Authors to whom correspondence should be addressed.

^†

Microsoft Corporation, Redmond, WA 98052, USA.

^‡

A complete list of group members is provided in the Acknowledgments.

Urban Sci. 2022, 6(3), 62; https://doi.org/10.3390/urbansci6030062

Submission received: 18 July 2022 / Accepted: 2 September 2022 / Published: 13 September 2022

(This article belongs to the Special Issue Feature Papers in Urban Science)

Download

Browse Figures

Versions Notes

Abstract

:

The winter storm Uri that occurred in February 2021 affected many regions in Canada, the United States, and Mexico. The State of Texas was severely impacted due to the failure in the electricity supply infrastructure compounded by its limited connectivity to other grid systems in the United States. The georeferenced estimation of the storm’s impact is crucial for response and recovery. However, such information was not available until several months afterward, mainly due to the time-consuming and costly assessment processes. The latency to provide timely information particularly impacted people in the economically disadvantaged communities, who lack resources to ameliorate the impact of the storm. This work explores the potential for disaster impact estimation based on the analysis of instant social media content, which can provide actionable information to assist first responders, volunteers, governments, and the general public. In our prototype, a deep neural network (DNN) uses geolocated social media content (texts, images, and videos) to provide monetary assessments of the damage at zip code level caused by Uri, achieving up to 70% accuracy. In addition, the performance analysis across geographical regions shows that the fully trained model is able to estimate the damage for economically disadvantaged regions, such as West Texas. Our methods have the potential to promote social equity by guiding the deployment or recovery resources to the regions where it is needed based on damage assessment.

Keywords:

Texas Winter Storm Uri; deep neural network; damage estimation; social media; natural language processing; geographic information system

1. Introduction

The severe Winter Storm Uri occurred during 11–21 February 2021, causing power outages across the State of Texas. It was declared a national disaster in the US, with the Federal Emergency Management Agency (FEMA) coordinating the federal government response. Texas was severely impacted due to the failure in the electricity supply infrastructure compounded by its limited connectivity to other grid systems in the United States. Loss of electricity supply affected 10 million people directly, with cascading failures in heat, water, transportation, and food supply, among others [1,2]. In the aftermath, the monetary damage assessment across communities is crucial for efficient and equitable allocation of resources for response and recovery. However, this assessment has still not been widely available months after the event, due to the resource-demanding and time-consuming preliminary damage assessment (PDA) procedures including self-reporting, onsite surveys, and insurance claims [3]. Although some insurance organizations, such as the Insurance Council of Texas (ICT), collected data for building and vehicle claims, they did not publish the raw data.

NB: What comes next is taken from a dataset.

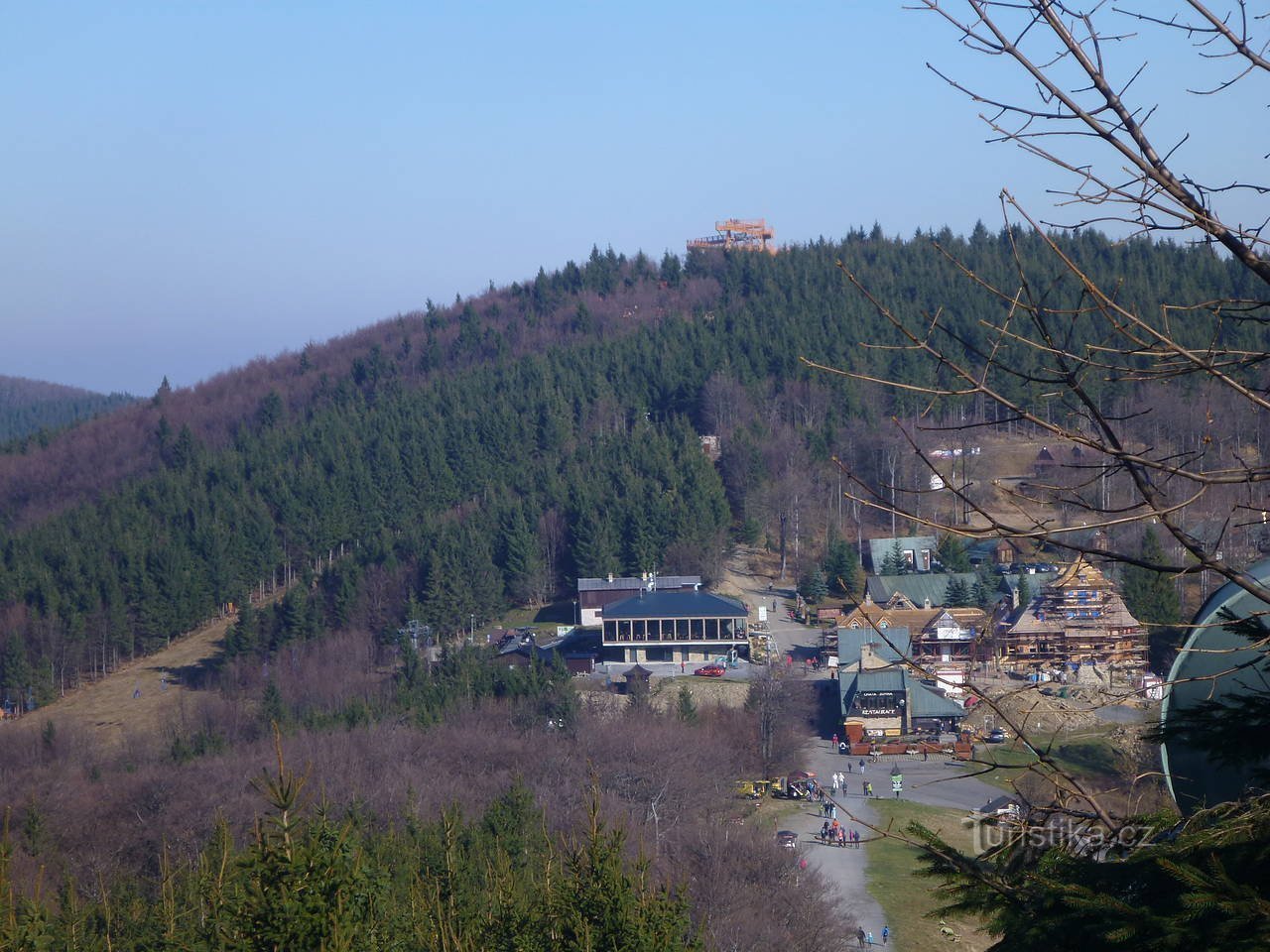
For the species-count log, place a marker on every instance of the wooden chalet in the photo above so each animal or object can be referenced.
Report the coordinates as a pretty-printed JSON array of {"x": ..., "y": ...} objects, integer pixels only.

Social media platforms such as Facebook and Twitter allow users to share real-time data including text, image, and video with location information. During disasters, people can facilitate information diffusion, gain situational awareness, and request assistance to enhance disaster response through social media platforms [4,5,6,7,8,9,10]. Such digital platforms can provide a communication channel to disadvantaged communities through the accounts of local residents or volunteers [11,12,13]. For instance, one recent work utilized power outages, pipe bursts, and food accessibility data on Mapbox, SafeGraph, and 311 in Harris Country, Texas, during Uri, and the following analysis revealed that low-income and racial/ethnic minority groups were more disrupted [14]. While social media can be useful in disaster information exchange, the representativeness of such data varies by demographic factors such as age, gender, race, and educational attainment, potentially creating bias in data analysis [15,16]. For instance, younger users in urban areas are more likely to geotag their social media messages [17,18].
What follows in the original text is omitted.